South Korea’s elderly population aged 70 and older surpassed those in their 20s for the first time last year, a demographic shift driven by record-low birth rates and a rapidly aging population.
The number of people aged 70 and older stood at 6.31 million in 2023, outnumbering the 6.19 million people in their 20s, according to the Ministry of Interior and Safety on Jan. 10.
In a notable reversal of demographic trends, Korea’s elderly population aged 70 and older increased by 237,614 (3.9 percent) compared to the previous year, while the number of people in their 20s decreased by 219,695 (3.4 percent) during the same period.

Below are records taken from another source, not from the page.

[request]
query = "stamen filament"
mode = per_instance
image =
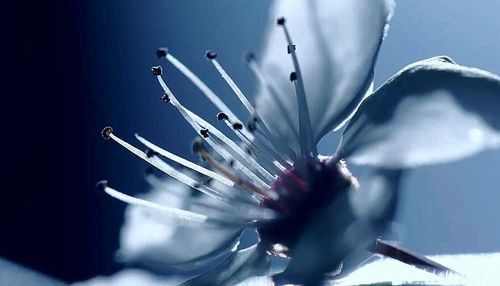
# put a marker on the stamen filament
(253, 146)
(198, 123)
(273, 91)
(198, 147)
(180, 215)
(164, 167)
(305, 129)
(234, 87)
(185, 162)
(238, 207)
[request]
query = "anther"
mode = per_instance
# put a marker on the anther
(204, 132)
(252, 126)
(198, 145)
(165, 97)
(250, 57)
(222, 116)
(238, 126)
(210, 55)
(161, 52)
(101, 185)
(106, 132)
(150, 153)
(156, 70)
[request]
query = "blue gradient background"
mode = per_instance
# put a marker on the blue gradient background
(450, 208)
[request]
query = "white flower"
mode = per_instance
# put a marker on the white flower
(304, 206)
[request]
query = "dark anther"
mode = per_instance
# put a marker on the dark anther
(210, 55)
(204, 132)
(101, 185)
(150, 153)
(198, 145)
(149, 171)
(165, 97)
(238, 126)
(252, 126)
(222, 116)
(250, 57)
(106, 132)
(156, 70)
(161, 52)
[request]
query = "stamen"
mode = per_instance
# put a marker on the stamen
(239, 206)
(202, 87)
(266, 154)
(183, 216)
(185, 162)
(166, 168)
(305, 129)
(234, 87)
(197, 123)
(274, 92)
(200, 149)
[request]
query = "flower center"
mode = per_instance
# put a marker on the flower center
(304, 190)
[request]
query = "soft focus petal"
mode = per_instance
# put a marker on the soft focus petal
(478, 269)
(433, 111)
(347, 225)
(130, 277)
(377, 197)
(15, 274)
(149, 240)
(241, 265)
(337, 44)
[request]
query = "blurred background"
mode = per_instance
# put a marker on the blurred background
(69, 68)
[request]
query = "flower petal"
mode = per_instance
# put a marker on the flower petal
(242, 264)
(432, 111)
(149, 241)
(342, 228)
(337, 45)
(479, 269)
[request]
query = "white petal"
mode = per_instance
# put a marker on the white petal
(15, 274)
(478, 269)
(130, 277)
(337, 44)
(242, 264)
(433, 111)
(342, 228)
(150, 240)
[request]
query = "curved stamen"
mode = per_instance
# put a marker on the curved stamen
(305, 129)
(183, 216)
(200, 149)
(243, 99)
(198, 124)
(273, 92)
(239, 207)
(267, 157)
(164, 167)
(185, 162)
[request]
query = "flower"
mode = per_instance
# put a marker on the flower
(306, 206)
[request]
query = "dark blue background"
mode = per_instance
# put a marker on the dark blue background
(69, 69)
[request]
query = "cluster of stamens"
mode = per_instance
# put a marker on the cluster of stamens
(254, 169)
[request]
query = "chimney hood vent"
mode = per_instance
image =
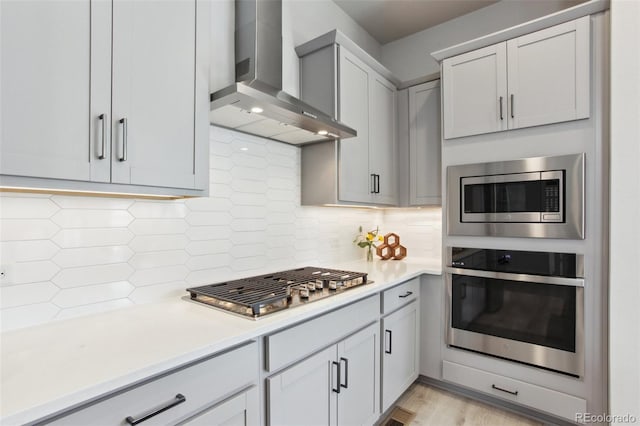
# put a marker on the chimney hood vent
(256, 104)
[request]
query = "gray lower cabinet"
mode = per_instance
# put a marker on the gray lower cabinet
(400, 355)
(335, 386)
(220, 390)
(419, 145)
(101, 96)
(239, 410)
(500, 386)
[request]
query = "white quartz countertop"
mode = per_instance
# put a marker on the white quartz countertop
(50, 368)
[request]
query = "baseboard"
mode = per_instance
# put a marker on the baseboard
(547, 419)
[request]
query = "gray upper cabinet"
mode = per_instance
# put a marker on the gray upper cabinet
(105, 96)
(354, 92)
(474, 92)
(54, 87)
(536, 79)
(358, 170)
(420, 145)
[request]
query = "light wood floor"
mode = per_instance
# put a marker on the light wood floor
(435, 407)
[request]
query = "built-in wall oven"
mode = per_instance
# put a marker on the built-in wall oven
(520, 305)
(541, 197)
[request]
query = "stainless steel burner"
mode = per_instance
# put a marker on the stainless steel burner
(257, 296)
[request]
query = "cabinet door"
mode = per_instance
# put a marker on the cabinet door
(382, 139)
(425, 184)
(240, 410)
(475, 91)
(303, 394)
(400, 353)
(55, 83)
(548, 75)
(359, 378)
(154, 98)
(355, 182)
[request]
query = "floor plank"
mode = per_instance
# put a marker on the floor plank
(438, 407)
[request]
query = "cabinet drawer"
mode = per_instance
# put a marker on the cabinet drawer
(400, 295)
(542, 399)
(296, 342)
(200, 385)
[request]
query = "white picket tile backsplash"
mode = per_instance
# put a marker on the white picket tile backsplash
(68, 256)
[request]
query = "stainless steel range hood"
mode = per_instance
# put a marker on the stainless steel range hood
(256, 104)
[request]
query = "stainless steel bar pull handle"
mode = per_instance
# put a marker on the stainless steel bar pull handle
(512, 107)
(123, 121)
(337, 388)
(387, 333)
(103, 135)
(346, 372)
(177, 400)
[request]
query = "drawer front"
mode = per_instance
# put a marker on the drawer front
(542, 399)
(200, 385)
(295, 343)
(400, 295)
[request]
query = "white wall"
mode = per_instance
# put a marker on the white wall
(302, 20)
(410, 57)
(624, 317)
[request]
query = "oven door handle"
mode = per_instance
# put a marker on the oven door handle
(540, 279)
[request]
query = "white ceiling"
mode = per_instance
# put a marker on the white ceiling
(389, 20)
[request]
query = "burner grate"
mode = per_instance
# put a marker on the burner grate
(256, 296)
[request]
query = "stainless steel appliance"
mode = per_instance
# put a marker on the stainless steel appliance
(540, 197)
(519, 305)
(254, 297)
(256, 104)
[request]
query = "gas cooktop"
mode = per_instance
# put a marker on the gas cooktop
(257, 296)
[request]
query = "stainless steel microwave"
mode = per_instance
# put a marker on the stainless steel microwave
(541, 197)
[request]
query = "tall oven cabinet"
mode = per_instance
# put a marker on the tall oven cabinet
(110, 92)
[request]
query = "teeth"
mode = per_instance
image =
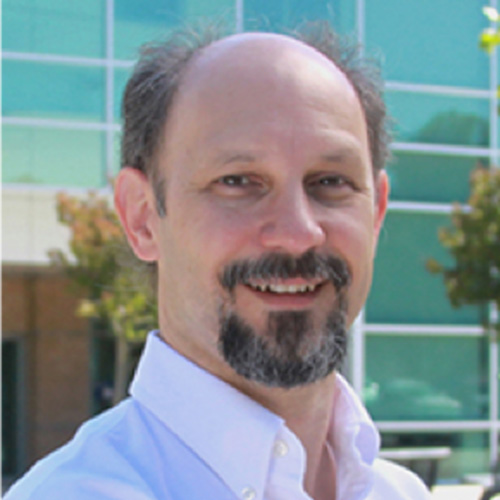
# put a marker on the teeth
(280, 288)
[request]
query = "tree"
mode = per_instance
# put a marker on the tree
(101, 266)
(474, 243)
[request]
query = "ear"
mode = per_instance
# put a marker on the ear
(382, 189)
(134, 202)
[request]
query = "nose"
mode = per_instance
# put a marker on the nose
(291, 225)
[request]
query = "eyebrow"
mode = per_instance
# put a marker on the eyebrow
(226, 158)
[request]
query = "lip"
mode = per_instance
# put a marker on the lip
(287, 301)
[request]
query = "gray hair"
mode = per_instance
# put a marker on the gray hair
(159, 71)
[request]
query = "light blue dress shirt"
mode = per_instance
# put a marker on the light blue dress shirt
(186, 435)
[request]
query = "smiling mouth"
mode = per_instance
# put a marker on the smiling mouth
(283, 289)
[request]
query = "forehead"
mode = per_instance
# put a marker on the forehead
(248, 85)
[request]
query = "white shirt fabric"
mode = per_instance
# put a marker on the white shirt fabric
(186, 435)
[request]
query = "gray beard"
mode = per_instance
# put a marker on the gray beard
(290, 353)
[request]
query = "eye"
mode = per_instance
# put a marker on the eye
(332, 181)
(235, 180)
(238, 186)
(330, 187)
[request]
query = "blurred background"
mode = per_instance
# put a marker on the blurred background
(428, 372)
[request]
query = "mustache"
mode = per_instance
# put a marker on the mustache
(310, 265)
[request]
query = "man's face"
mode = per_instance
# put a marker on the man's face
(272, 217)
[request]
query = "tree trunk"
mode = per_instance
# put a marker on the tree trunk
(121, 369)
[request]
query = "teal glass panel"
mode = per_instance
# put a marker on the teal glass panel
(43, 156)
(121, 77)
(426, 377)
(469, 452)
(69, 27)
(137, 23)
(52, 91)
(424, 41)
(403, 291)
(439, 119)
(431, 178)
(283, 15)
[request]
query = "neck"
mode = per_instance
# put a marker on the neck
(307, 412)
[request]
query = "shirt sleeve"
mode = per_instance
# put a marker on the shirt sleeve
(397, 483)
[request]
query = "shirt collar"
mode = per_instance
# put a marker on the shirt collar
(215, 422)
(210, 417)
(356, 443)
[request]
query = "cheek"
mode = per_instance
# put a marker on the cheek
(354, 239)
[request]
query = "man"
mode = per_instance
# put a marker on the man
(253, 180)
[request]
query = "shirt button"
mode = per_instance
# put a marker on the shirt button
(248, 493)
(280, 448)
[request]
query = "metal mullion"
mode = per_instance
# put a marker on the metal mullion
(444, 149)
(420, 330)
(443, 90)
(57, 124)
(108, 167)
(493, 313)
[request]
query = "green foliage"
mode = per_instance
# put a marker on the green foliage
(101, 264)
(474, 243)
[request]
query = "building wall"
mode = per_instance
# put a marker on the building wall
(428, 373)
(54, 348)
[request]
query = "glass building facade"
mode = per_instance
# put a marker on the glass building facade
(428, 373)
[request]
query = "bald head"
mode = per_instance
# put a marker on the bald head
(188, 63)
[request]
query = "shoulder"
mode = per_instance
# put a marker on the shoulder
(93, 465)
(396, 482)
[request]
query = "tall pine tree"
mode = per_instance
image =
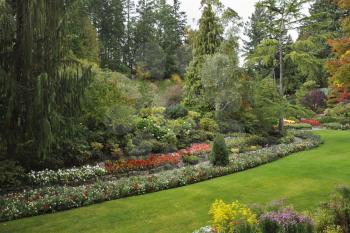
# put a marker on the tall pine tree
(207, 40)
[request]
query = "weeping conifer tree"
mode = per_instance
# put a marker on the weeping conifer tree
(41, 83)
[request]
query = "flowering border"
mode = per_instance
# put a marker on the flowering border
(57, 198)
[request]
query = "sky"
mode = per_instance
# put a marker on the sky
(244, 8)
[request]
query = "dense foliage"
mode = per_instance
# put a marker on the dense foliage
(330, 217)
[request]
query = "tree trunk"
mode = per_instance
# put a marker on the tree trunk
(281, 122)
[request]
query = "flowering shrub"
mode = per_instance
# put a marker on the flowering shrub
(310, 122)
(155, 161)
(48, 177)
(235, 217)
(289, 122)
(196, 149)
(299, 126)
(285, 221)
(52, 199)
(142, 164)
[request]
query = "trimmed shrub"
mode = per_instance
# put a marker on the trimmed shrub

A decade earlier, in 2014, the 70 and older age group stood at 4.44 million, significantly lower than the 6.64 million people in their 20s.
“The long-standing perception in Korean society of having more young people in their 20s than in their 70s has now been overturned,” said Cho Young-tae, a professor at Seoul National University’s Graduate School of Public Health. He anticipates that this gap will widen in the future.
Korea’s population continued its downward trend for the fourth consecutive year after first declining in 2020. The total number of registered residents in South Korea was 51.352 million last year, down 0.2 percent from 2022. “The decline in births significantly outweighs the decrease in deaths,” said a Ministry of Interior and Safety official.
The country’s total fertility rate, which estimates the average number of children a woman will have in her lifetime, plummeted to a record low of 0.7 in 2022.